Être aimé quand on ne sait pas recevoir
Il y a des amours qui arrivent quand tu ne sais pas encore ce que le mot veut dire. Quelqu'un qui te prend avec tes failles et choisit de rester. Être aimé n'est pas un dû — c'est un miracle.

Il y a des amours qui arrivent quand tu ne sais pas encore ce que le mot veut dire. Quelqu'un qui te prend avec tes failles, tes blessures, tes zones d'ombre — et qui choisit de rester quand même. Si tu as été aimé par quelqu'un de plus fort que toi — quelqu'un qui croyait en toi plus que tu ne croyais en toi-même — tu sais que c'est le cadeau le plus précieux et le plus douloureux qui existe.
Celle qui reste
Elle connaît tout. Tes erreurs, tes excès, tes éclats. Les gens lui ont raconté ta réputation avant qu'elle te connaisse. Et au lieu de fuir, elle s'approche. Non pas par naïveté — par choix. Elle voit ce que les autres ne voient pas : derrière le chaos, un potentiel. Derrière les murs, un cœur. Derrière la colère, un enfant qui n'a jamais appris à être aimé.

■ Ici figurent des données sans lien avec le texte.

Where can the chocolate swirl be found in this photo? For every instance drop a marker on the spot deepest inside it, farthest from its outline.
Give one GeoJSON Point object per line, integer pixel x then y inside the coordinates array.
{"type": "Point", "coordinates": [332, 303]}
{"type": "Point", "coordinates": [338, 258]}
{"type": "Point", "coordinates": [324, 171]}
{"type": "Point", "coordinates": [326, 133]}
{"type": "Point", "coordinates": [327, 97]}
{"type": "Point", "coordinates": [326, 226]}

Et elle reste. Quand tu es difficile, elle reste. Quand tu es absent, elle reste. Quand tu repousses, elle reste. Pas par soumission — par conviction. Elle croit que tu peux changer. Pas devenir quelqu'un d'autre — devenir la meilleure version de ce que tu es déjà.
Ce genre de personne est rare. Et quand tu la croises, tu ne sais pas encore à quel point.
La carapace qu'on ne sait pas retirer
Quand tu as passé ta vie à te protéger, l'intimité devient un champ de mines. Pas seulement l'intimité physique — l'intimité émotionnelle. Se laisser voir, se laisser toucher, baisser la garde devant quelqu'un qui pourrait te blesser. Ton corps a appris très tôt que la proximité est dangereuse. Et cette leçon, inscrite dans tes cellules, ne s'efface pas avec un "je t'aime".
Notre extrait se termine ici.